Available with black, tan or these limited-edition olive green sidewalls, the G-One Ultrabite is unapologetically focused on offroad use, blurring the lines between the G-one gravel and X-One cyclocross ranges even further.

> Find your nearest dealer here

In this 38mm width the G-One Ultrabite has a claimed weight of 530g, but RoadCC's scales of truth say 571g. Compare this to the G-One Bite's measured weight – 455g – and it's apparent the Ultrabite not only gains grip, but also a significant amount of mass.

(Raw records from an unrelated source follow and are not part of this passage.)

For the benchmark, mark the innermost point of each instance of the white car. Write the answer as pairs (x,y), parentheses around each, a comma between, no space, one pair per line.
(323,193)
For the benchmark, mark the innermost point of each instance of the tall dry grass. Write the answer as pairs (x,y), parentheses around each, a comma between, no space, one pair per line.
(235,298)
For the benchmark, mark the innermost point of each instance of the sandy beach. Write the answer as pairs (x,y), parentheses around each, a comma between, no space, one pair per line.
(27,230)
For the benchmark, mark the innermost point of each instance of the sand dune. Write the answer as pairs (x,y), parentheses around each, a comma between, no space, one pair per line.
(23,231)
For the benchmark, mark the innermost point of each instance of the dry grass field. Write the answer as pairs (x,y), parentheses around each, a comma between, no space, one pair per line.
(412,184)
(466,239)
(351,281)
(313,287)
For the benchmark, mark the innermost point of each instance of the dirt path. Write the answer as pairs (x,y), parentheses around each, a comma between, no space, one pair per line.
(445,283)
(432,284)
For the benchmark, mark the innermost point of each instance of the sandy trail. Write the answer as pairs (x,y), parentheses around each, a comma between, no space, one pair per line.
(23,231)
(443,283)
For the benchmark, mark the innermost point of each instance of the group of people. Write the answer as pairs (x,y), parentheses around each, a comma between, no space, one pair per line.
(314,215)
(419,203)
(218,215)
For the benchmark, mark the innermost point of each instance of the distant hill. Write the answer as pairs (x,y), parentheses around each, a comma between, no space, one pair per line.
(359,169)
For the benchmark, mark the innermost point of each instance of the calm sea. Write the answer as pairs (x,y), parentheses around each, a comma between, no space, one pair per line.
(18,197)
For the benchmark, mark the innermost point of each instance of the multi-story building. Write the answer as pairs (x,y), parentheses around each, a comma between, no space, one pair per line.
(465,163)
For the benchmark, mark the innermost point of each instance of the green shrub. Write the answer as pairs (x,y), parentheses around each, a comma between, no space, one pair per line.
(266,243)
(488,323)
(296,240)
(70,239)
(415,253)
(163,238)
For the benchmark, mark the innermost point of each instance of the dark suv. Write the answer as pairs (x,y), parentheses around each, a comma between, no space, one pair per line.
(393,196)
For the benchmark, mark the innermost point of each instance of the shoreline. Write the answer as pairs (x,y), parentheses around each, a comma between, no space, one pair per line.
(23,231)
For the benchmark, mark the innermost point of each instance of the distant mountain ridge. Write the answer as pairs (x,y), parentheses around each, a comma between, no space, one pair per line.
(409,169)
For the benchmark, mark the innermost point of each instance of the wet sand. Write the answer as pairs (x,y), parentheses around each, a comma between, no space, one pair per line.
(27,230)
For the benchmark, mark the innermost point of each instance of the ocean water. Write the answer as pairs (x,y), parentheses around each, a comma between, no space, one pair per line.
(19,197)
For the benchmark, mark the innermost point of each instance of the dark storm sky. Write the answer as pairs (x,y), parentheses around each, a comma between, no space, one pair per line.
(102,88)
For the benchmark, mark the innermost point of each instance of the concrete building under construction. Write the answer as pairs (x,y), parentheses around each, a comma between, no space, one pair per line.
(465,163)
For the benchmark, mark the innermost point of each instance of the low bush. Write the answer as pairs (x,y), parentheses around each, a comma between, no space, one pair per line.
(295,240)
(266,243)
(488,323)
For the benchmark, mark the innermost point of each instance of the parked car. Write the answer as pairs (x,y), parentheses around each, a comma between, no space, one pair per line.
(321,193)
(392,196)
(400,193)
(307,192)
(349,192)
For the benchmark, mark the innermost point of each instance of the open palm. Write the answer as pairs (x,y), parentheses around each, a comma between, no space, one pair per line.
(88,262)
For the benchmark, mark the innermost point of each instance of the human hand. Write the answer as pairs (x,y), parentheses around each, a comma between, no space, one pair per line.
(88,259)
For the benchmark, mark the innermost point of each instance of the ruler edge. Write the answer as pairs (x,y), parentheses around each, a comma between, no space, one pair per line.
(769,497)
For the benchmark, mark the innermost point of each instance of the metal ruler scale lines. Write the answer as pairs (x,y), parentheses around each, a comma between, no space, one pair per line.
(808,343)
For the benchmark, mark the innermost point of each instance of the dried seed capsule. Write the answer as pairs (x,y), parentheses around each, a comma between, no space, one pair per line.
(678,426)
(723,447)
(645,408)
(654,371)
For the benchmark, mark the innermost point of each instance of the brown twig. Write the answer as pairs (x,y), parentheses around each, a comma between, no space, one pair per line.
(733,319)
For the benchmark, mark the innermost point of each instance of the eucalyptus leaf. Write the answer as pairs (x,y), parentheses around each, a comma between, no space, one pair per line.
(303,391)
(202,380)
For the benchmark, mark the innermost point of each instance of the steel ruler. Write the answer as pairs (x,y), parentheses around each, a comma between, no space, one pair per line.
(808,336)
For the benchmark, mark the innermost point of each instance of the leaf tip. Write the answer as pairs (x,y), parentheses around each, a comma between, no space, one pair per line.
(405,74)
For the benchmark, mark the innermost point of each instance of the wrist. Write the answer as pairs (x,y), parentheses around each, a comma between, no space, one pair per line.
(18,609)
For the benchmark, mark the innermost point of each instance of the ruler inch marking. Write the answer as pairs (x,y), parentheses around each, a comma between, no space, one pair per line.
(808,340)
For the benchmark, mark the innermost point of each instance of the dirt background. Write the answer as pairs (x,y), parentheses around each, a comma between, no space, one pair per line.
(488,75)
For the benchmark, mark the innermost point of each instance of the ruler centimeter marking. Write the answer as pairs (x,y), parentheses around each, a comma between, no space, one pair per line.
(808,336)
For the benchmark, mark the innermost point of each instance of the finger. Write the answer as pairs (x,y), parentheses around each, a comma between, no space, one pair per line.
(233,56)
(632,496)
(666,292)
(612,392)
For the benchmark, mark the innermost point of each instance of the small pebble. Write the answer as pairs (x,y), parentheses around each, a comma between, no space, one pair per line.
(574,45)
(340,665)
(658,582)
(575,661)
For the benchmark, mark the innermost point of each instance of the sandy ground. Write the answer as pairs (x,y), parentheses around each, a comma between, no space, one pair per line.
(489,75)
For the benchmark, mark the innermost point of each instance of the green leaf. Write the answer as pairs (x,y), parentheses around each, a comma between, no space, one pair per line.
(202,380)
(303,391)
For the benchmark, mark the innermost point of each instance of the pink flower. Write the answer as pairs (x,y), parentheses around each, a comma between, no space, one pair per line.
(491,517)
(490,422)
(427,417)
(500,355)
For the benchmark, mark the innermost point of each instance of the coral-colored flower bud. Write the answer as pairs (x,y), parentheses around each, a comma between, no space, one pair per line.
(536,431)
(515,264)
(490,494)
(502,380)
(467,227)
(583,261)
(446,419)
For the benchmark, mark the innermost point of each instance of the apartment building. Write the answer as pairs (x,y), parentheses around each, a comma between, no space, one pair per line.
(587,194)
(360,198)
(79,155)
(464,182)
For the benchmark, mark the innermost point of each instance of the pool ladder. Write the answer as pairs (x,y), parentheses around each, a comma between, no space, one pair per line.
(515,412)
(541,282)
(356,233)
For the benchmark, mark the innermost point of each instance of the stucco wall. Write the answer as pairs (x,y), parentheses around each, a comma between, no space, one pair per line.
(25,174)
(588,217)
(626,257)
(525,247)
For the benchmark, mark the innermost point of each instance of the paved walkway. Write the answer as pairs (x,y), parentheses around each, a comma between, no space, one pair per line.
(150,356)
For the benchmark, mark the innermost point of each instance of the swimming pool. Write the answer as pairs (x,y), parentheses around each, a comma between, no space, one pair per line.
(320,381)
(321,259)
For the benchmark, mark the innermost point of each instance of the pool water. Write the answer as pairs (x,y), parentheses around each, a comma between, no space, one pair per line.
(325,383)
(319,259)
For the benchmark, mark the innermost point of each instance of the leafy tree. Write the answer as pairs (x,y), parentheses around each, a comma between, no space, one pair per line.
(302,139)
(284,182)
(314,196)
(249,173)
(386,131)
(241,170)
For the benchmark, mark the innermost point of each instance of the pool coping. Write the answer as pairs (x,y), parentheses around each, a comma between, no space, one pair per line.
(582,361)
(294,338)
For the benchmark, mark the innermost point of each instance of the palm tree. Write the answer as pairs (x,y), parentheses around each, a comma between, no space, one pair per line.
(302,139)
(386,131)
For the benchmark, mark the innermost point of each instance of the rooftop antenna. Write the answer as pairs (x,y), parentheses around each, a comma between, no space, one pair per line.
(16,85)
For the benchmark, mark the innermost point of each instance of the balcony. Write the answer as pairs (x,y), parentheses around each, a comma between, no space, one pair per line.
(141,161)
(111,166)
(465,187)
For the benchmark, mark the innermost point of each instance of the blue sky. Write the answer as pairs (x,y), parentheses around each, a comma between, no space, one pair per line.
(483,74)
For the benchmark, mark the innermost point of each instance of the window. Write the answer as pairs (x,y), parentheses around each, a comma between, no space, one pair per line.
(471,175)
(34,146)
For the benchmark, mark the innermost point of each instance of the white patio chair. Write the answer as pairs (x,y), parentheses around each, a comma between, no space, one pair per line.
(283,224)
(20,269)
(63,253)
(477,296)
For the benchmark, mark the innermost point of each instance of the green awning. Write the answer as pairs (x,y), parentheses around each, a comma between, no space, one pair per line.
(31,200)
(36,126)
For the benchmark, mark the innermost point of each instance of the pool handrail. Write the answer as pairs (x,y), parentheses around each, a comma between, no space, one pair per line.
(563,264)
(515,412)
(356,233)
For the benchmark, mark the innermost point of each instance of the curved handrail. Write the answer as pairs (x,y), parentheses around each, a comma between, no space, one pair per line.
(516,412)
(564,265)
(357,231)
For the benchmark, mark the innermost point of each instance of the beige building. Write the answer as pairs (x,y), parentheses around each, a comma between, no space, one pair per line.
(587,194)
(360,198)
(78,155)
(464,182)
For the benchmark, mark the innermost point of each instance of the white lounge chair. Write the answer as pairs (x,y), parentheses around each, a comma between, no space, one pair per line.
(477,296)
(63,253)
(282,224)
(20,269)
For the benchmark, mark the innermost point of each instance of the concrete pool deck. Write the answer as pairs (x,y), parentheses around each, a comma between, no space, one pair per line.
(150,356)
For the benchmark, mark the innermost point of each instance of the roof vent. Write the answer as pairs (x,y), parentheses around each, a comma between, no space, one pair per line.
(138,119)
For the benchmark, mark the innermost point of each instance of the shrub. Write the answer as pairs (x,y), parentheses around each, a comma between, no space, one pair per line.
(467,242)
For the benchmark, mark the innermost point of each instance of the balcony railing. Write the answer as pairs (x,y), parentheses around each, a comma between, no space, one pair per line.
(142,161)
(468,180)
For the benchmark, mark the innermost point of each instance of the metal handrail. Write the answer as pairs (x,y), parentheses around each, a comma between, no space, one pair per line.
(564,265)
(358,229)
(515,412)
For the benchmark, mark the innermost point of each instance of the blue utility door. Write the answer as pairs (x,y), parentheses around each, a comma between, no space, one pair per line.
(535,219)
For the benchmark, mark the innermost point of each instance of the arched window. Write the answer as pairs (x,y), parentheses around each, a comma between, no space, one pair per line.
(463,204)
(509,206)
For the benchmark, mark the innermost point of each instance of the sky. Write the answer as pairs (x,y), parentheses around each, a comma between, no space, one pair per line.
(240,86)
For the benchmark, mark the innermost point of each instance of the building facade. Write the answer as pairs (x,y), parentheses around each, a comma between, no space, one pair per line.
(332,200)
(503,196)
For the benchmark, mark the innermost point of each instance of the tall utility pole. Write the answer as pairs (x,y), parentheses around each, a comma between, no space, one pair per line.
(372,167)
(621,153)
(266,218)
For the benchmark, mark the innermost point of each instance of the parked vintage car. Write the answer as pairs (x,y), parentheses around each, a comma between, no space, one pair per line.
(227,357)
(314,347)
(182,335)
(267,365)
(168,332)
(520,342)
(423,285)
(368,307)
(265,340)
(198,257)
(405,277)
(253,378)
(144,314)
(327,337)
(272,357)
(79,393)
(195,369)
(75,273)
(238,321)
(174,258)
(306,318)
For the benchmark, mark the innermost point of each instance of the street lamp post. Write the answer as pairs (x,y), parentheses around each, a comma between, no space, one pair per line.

2020 Schwalbe G-One Ultrabite 700x38 TLE tyre - boxed.jpg

As with many modern gravel tyres, the Ultrabite is tubeless compatible. This is particularly useful as the terrain gets harsher and lower pressures become preferable, as the last thing you want is a pinch flat in the middle of a ride.

Physically getting them on the wheels in both tubed and tubeless scenarios proves easy, but getting them seated is a different matter. If I had to do it again I'd lubricate the sidewalls first – I hear washing up liquid does the trick.

My unlubed attempts on two different wheelsets left me with the Schwalbe writing still tucked inside the rim and, despite inflating them to 70psi (the maximum rating of both the tyres and my offroad rims), they failed to pop out and seat correctly. In the end I gave up and went on a rather wobbly ride, but even this didn't force the beads into place.

> Fitting tubeless tyres – learn how with this simple guide

On a set of 19mm (internal width) rims the G-One measures up accurately at 38mm. On 21mm rims it came up slightly wider at 39.5mm.

On the road the Ultrabite's high weight does impact performance, and it feels sluggish to accelerate. Its speed isn't helped by the added rolling resistance of that tread pattern, either (see Bicycle Rolling Resistance's test for the sciencey numbers).

Grip on the loose

Despite what seems like a pretty negative review so far, the Ultrabite is a good tyre – at least offroad. The large shoulder tread makes muddy corners easier, and the added rear traction really comes in handy. The Ultrabite is perfect if you take your gravel bike to slippy fields or even muddy singletrack.

The ADDIX Speedgrip compound is borrowed from Schwalbe's mountain bike tyres, and gives excellent grip and good durability. I've covered about 600km on mixed terrain – including rocks, tarmac and of course gravel – with no sign of wear or punctures.     

While the Ultrabite can turn a bog-standard gravel bike into a cyclocross or XC bike rival, the tyre's main undoing for me is just how good the other G-One variants are. The G-One Allround, for example, copes with surprisingly loose and slippy terrain, yet rolls far better on asphalt and hardpack; surfaces often found in even the gnarliest gravel rides.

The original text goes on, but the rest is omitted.